Destas coisas que demoram muito para criançar o verbo.
Escuta-se o avô dizendo:
- Devolva o meu chapéu.
E nenhuma criança duvida da verdade de voltar-se ao velho.
Outro menino pergunta:
- Mãe você está brigando com o pai?
Ao que se ouve:
- Estamos na conversa.
O menino não sabe dizer se o que se sente seja:
O que se ouve dos que dizem serem simples ou o que se sente naquilo que se escuta.

terça-feira, 15 de maio de 2012

Não adiantava frear.
As palavras vinham em paródia,
em paráfrase,
em estado de cópia.
O poeta gritava:
- Pare imediatamente com isto: é meu o poema.
Nada fazia o rio voltar-se para atrás:
revoltado os dedos do escritor-copista caminhava numa velocidade
impossível de acompanhá-la com os pensamentos de dentro.
Os dedos agora pensavam de maneira emancipada da cabeça
e daí foram logo dizendo:
Dentro do pasto tinha uma vaca.
Tinha uma vaca dentro do pasto.
Tinha uma vaca
Dentro do pasto tinha uma vaca.
Nunca me esquecerei desse acontecimento
na vida de minhas retinas tão fatigadas
Nunca me esquecerei que dentro do pasto
Tinha uma vaca
Tinha uma vaca dentro do pasto
Dentro do pasto tinha uma vaca.
A vaca de dentro.
Disseram ao homem:
- Larga a mão de olhar para o pasto. Veja o espaço.
O homem achou aquilo frustrante, e sentiu raiva.
O resmungo dava a mão ao passado infantil:
- Não pode.
Depois de dias e noites, o homem chegou ao espaço.
De lá, viu a cerca da vaca e pensou:
- A revolta é tudo aquilo que faz a gente voltar para isto que nos faz paralisar.

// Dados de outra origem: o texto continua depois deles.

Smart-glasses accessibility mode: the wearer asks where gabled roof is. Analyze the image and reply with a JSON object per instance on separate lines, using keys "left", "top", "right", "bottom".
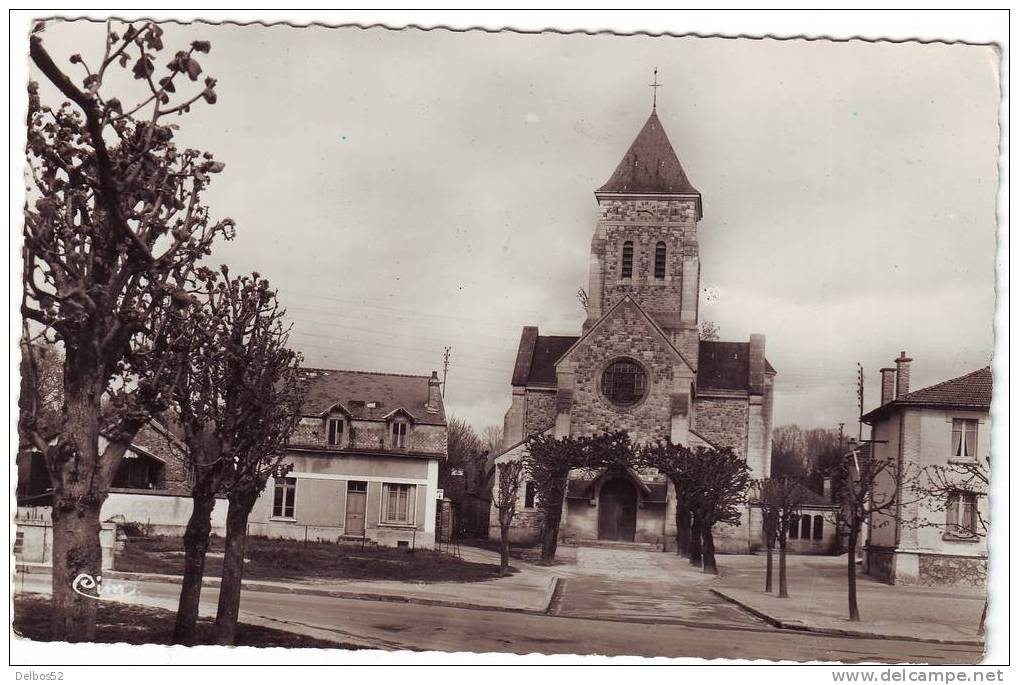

segunda-feira, 14 de maio de 2012

Hoje, Sueli não quis conversar.
O homem não entendeu.
Todos que por ali passavam diziam:
- Transbordou.
Sueli tinha bordas.
Bordou até a linha do tempo, até a linha do pensamento, até a linha de pesquisa, até a linha da agulha mesmo. Outro dia, disseram para o escritor que Sueli é nada mais do que um chão como outro qualquer.
- Sabe, cada um tem seu chão, porque senão não agüenta: morre.
O antônimo de chão é abismo.
O escritor ficou abismado com aquela queda e quebrou a palavra.
(tempo despencando de si)
Estes dois pontos depois da frase, é a coisa que a frase quis dizer, não é a moral da história.
Na tentativa de explicar-se para si mesmo o narrador diz:
(vale lembrar que os dois pontos aqui precede os três aprendizados do escritor acerca dos dois pontos)
O escritor acreditava que os dois pontos em geral, ou evocam a fala de alguém ou significam dito de outro modo aquilo que a frase já dizia.
O escritor aprendeu que os dois pontos não têm nada a ver com o que sempre acreditou.
O escritor aprendeu que os dois pontos são o que a palavra tenta dizer e não consegue e que só com os dois pontos ela desembesta a dizer alguma coisa.
Morre, neste caso.
Voltando a Sueli, para não deixá-la abandonada aos delírios filosóficos:
Todos têm chão, mesmo os que consideramos mais limitados ou os que são restritos aos nossos olhos.
Todos estão articulados em alguma rede de sentidos que os fazem mais ou menos potentes em relação a tudo que de fato podem.
Este de fato da oração: vai saber o que é.
A pergunta do homem agora era:
- Será que enquanto escrevo sobre Sueli estou no tudo que posso?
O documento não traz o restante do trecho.